Depression is thought to affect at least 264 million people of all ages worldwide, according to the World Health Organization (and this article discusses suicide; if you or someone you know is in crisis, contact SAMHSA’s National Helpline at 1-800-662-HELP (4357)). While there are some treatment options, they don't work for everyone, in part because we don't understand exactly how depression is caused at the biological level. New work has suggested that a type of cell in the brain called astrocytes, long thought to act mainly as a supportive network for neurons, are involved in the physiology of depression.
Scientists assessed the post-mortem brains of adults that had committed suicide, and compared them to the brains of people that did not have psychiatric problems and had died suddenly in other ways. Reporting in Frontiers in Psychiatry, the researchers identified differences in the cellular composition of the brains of depressed and non-depressed individuals.
"We found a reduced number of astrocytes, highlighted by staining the protein vimentin, in many regions of the brain in depressed adults," revealed the senior study author Naguib Mechawar, a Professor at the Department of Psychiatry, McGill University. "These star-shaped cells are important because they support the optimal function of brain neurons. Our findings confirm and extend previous research implicating astrocytes in the pathology of depression."
Clinical depression is defined by persistent feelings of sadness and a loss of interest or pleasure from once-enjoyable activities; it can lead to other emotional and physical problems.
"We analyzed the astrocytes in the brain by staining specific proteins found in their structure -- vimentin and GFAP. Vimentin staining has not been used before in this context, but it provides a clear, complete, and unprecedented view of the entire microscopic structure of these cells," explained Liam O'Leary, who was part of this work during his doctoral studies at McGill. "Using a microscope, we counted the number of astrocytes in cross-sections of the brain, enabling us to estimate how many were in each region. We also analyzed the 3D structure of over three hundred individual astrocytes for any differences."
Though there were not as many astrocytes, the structure of astrocytes in depressed individuals was very similar to the ones in healthy people.

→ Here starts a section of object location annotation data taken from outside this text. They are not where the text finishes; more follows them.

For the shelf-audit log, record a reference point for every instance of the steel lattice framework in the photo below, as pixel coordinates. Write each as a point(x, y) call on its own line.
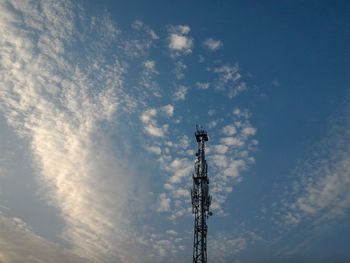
point(201, 200)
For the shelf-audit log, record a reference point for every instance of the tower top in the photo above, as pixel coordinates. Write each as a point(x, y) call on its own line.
point(201, 134)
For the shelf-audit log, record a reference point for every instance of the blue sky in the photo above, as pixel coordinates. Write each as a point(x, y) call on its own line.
point(98, 106)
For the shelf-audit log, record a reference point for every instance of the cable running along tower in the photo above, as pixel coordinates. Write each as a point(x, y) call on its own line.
point(201, 199)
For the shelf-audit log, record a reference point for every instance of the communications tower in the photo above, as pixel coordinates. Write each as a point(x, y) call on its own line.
point(201, 199)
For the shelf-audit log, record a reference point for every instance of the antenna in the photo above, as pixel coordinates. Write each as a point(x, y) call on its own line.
point(201, 199)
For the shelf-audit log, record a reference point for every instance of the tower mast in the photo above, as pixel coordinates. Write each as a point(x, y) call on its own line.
point(201, 199)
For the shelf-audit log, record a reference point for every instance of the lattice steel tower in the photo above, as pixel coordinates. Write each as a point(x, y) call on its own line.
point(200, 200)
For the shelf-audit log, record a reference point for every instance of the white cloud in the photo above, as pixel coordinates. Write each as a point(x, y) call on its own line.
point(150, 65)
point(150, 124)
point(169, 110)
point(321, 191)
point(229, 130)
point(179, 42)
point(163, 203)
point(20, 244)
point(203, 85)
point(212, 44)
point(58, 99)
point(232, 141)
point(235, 90)
point(248, 131)
point(180, 67)
point(140, 26)
point(180, 93)
point(154, 149)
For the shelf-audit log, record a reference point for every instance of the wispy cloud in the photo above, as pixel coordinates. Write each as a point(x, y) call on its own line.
point(52, 99)
point(179, 41)
point(212, 44)
point(180, 93)
point(20, 244)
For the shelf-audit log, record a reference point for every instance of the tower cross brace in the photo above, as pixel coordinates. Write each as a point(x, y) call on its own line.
point(201, 200)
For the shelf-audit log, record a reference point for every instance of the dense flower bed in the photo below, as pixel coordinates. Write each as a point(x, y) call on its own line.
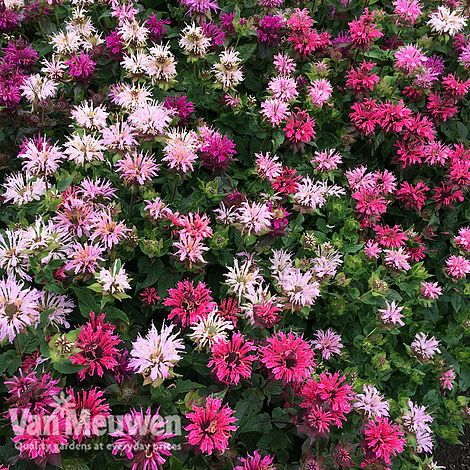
point(248, 218)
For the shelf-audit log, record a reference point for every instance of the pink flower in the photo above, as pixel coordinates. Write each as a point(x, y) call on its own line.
point(84, 258)
point(447, 379)
point(327, 401)
point(137, 168)
point(81, 66)
point(383, 439)
point(255, 461)
point(275, 111)
point(210, 426)
point(457, 266)
point(372, 250)
point(390, 237)
point(32, 392)
point(190, 248)
point(232, 359)
point(413, 197)
point(391, 314)
point(189, 302)
point(88, 412)
point(142, 438)
point(97, 343)
point(328, 343)
point(407, 10)
point(409, 59)
point(327, 160)
point(397, 258)
point(361, 79)
point(462, 240)
point(425, 348)
point(363, 31)
point(430, 290)
point(299, 127)
point(288, 356)
point(149, 296)
point(40, 436)
point(283, 88)
point(320, 92)
point(107, 231)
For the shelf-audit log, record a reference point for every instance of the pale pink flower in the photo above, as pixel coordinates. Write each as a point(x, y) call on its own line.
point(372, 250)
point(84, 258)
point(397, 258)
point(425, 348)
point(190, 248)
point(430, 290)
point(457, 266)
point(328, 343)
point(119, 136)
point(108, 231)
point(372, 403)
point(392, 314)
point(180, 150)
point(447, 379)
point(320, 92)
point(275, 111)
point(268, 166)
point(283, 88)
point(19, 308)
point(254, 217)
point(326, 160)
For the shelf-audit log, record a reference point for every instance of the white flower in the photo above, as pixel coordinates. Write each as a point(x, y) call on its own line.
point(227, 70)
point(193, 40)
point(21, 188)
point(444, 21)
point(371, 403)
point(210, 329)
point(84, 148)
point(114, 280)
point(38, 88)
point(88, 116)
point(161, 64)
point(133, 33)
point(155, 355)
point(300, 288)
point(241, 278)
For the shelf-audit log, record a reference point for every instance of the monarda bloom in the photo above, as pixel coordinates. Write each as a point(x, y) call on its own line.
point(210, 426)
point(216, 150)
point(288, 356)
point(87, 412)
point(32, 392)
point(189, 302)
point(81, 66)
point(156, 354)
point(142, 438)
point(383, 439)
point(255, 462)
point(300, 127)
point(232, 360)
point(98, 347)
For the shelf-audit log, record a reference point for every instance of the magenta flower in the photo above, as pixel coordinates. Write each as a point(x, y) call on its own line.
point(288, 356)
point(81, 66)
point(210, 426)
point(232, 359)
point(142, 438)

"This research indicates that depression may be linked to the cellular composition of the brain. The promising news is that unlike neurons, the adult human brain continually produces many new astrocytes. Finding ways that strengthen these natural brain functions may improve symptoms in depressed individuals," said Mechawar.

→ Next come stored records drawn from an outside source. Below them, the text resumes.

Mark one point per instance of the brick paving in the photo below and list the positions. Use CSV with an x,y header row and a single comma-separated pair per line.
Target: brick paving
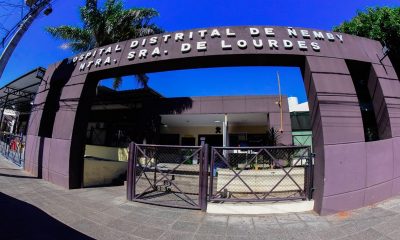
x,y
34,209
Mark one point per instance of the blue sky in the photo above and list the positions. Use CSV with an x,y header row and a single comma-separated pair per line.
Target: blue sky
x,y
37,48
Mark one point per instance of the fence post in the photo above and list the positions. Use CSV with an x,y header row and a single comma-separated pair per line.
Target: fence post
x,y
130,183
309,174
203,178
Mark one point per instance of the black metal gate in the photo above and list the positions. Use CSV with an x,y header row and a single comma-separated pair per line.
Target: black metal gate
x,y
258,174
168,175
182,176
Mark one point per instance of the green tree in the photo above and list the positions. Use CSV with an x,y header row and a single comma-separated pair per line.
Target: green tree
x,y
105,26
378,23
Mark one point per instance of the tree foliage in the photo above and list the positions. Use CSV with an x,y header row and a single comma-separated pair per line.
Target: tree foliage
x,y
113,23
378,23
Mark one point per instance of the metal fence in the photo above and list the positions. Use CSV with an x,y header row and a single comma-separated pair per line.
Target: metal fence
x,y
188,176
257,174
167,175
12,147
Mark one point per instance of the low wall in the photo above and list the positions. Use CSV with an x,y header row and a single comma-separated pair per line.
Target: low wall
x,y
109,153
101,172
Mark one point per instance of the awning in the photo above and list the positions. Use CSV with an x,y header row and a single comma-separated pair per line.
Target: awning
x,y
18,94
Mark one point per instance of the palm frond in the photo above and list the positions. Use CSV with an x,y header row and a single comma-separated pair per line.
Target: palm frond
x,y
80,38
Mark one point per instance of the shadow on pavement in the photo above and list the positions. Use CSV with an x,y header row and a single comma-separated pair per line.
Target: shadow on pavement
x,y
20,220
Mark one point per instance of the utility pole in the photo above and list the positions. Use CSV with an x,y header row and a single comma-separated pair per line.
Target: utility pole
x,y
36,7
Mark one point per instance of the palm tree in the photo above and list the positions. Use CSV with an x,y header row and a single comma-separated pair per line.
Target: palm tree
x,y
105,26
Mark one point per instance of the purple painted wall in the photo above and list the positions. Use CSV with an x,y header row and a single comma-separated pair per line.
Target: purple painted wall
x,y
349,172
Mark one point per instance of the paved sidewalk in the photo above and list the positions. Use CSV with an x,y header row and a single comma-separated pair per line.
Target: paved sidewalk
x,y
34,209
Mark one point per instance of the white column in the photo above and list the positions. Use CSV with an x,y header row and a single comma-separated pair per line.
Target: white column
x,y
225,132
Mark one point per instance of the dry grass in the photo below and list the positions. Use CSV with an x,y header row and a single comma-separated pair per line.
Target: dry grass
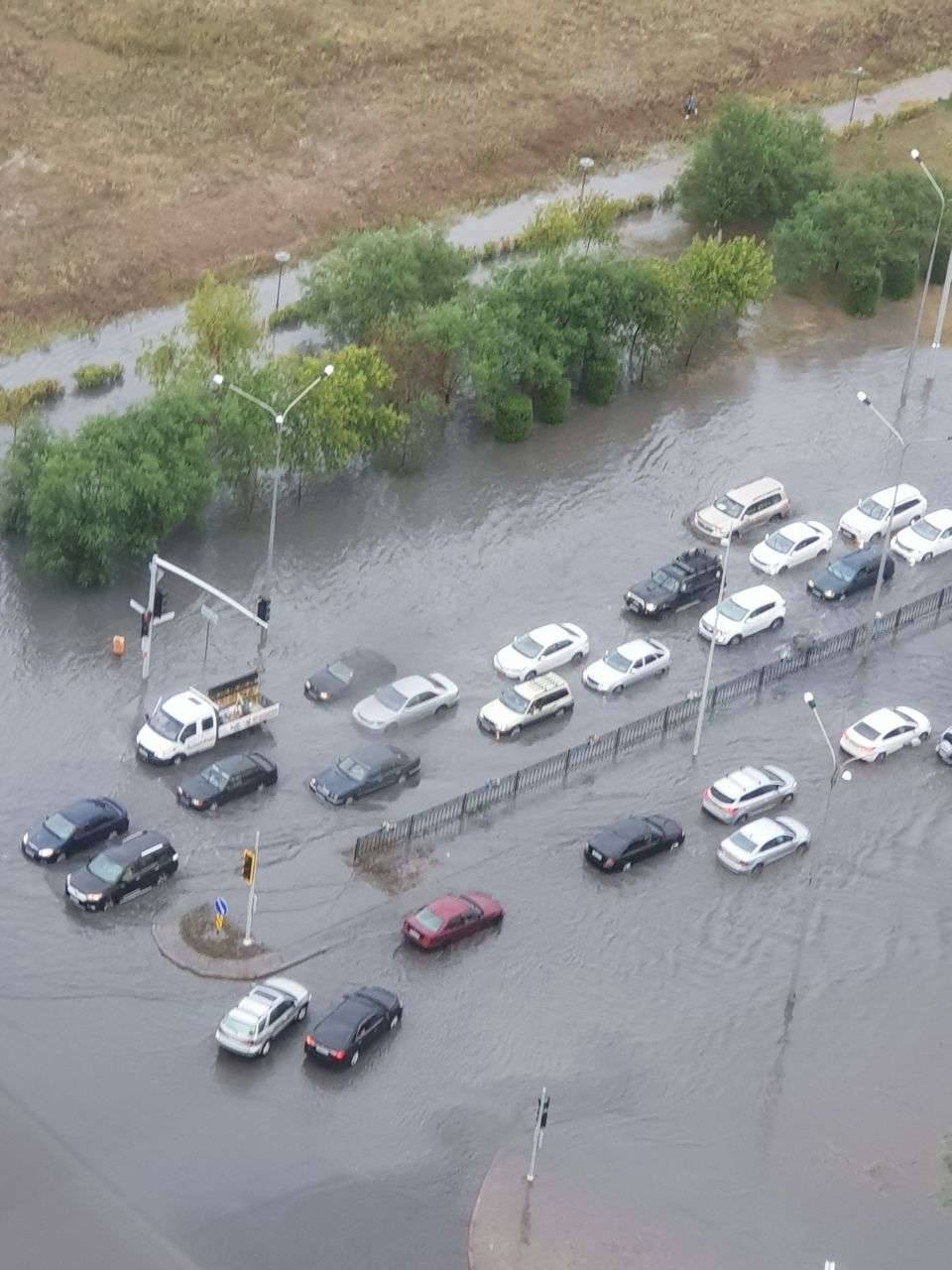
x,y
145,140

This work could help scientists create new treatment options, but first, the findings will have to be confirmed in larger groups of people and should include female patients, which this study did not.

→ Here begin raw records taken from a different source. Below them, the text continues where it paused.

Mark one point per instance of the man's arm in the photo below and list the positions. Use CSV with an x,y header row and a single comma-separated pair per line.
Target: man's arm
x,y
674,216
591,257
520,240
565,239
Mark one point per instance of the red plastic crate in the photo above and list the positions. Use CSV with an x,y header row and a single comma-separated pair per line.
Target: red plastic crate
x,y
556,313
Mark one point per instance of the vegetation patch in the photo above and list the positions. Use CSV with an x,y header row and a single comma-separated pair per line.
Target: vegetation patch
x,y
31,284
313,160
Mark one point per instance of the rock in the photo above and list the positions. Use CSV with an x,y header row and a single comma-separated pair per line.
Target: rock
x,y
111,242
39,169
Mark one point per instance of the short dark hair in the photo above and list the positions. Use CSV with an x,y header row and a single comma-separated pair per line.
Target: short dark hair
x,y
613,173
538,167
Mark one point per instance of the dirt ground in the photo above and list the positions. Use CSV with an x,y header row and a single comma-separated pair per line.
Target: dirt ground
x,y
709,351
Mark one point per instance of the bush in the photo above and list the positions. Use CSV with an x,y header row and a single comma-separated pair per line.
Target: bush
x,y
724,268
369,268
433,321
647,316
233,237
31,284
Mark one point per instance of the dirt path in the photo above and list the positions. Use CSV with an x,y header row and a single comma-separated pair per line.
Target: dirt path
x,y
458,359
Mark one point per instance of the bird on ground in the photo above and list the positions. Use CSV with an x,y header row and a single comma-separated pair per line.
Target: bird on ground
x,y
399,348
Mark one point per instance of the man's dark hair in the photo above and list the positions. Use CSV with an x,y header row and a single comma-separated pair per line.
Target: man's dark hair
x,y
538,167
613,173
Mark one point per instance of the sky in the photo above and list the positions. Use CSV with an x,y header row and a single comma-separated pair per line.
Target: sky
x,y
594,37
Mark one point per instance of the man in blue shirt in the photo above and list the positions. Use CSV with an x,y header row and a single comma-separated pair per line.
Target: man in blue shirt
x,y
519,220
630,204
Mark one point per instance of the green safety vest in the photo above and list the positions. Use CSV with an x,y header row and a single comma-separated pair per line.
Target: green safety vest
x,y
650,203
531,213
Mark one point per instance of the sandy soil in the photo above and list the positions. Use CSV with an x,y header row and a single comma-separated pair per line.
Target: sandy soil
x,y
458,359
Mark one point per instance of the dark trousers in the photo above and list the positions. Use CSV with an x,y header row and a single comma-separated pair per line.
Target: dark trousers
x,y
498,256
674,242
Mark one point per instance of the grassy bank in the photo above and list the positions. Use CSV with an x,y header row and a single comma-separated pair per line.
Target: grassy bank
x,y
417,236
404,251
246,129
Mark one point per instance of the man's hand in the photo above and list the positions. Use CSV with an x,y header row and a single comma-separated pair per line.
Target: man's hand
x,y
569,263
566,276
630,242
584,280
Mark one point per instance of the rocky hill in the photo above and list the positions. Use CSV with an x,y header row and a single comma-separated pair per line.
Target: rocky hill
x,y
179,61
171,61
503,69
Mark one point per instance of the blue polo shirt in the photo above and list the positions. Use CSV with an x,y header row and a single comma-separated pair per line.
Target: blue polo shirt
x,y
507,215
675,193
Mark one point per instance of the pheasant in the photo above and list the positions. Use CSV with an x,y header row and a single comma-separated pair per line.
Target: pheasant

"Our study provides a strong rationale for developing drugs that counteract the apparent loss of astrocytes in depression," says O'Leary. "No antidepressants have yet been developed to target these cells directly, although the leading theory for the rapid antidepressant action of ketamine, a relatively new treatment option, is that it corrects for astrocyte abnormality."
"While this study is the most comprehensive so far, it was only conducted with samples from male patients. We want to widen this study to investigate samples from female patients since it is now known that the neurobiology of depression differs quite significantly between men and women," added Mechawar.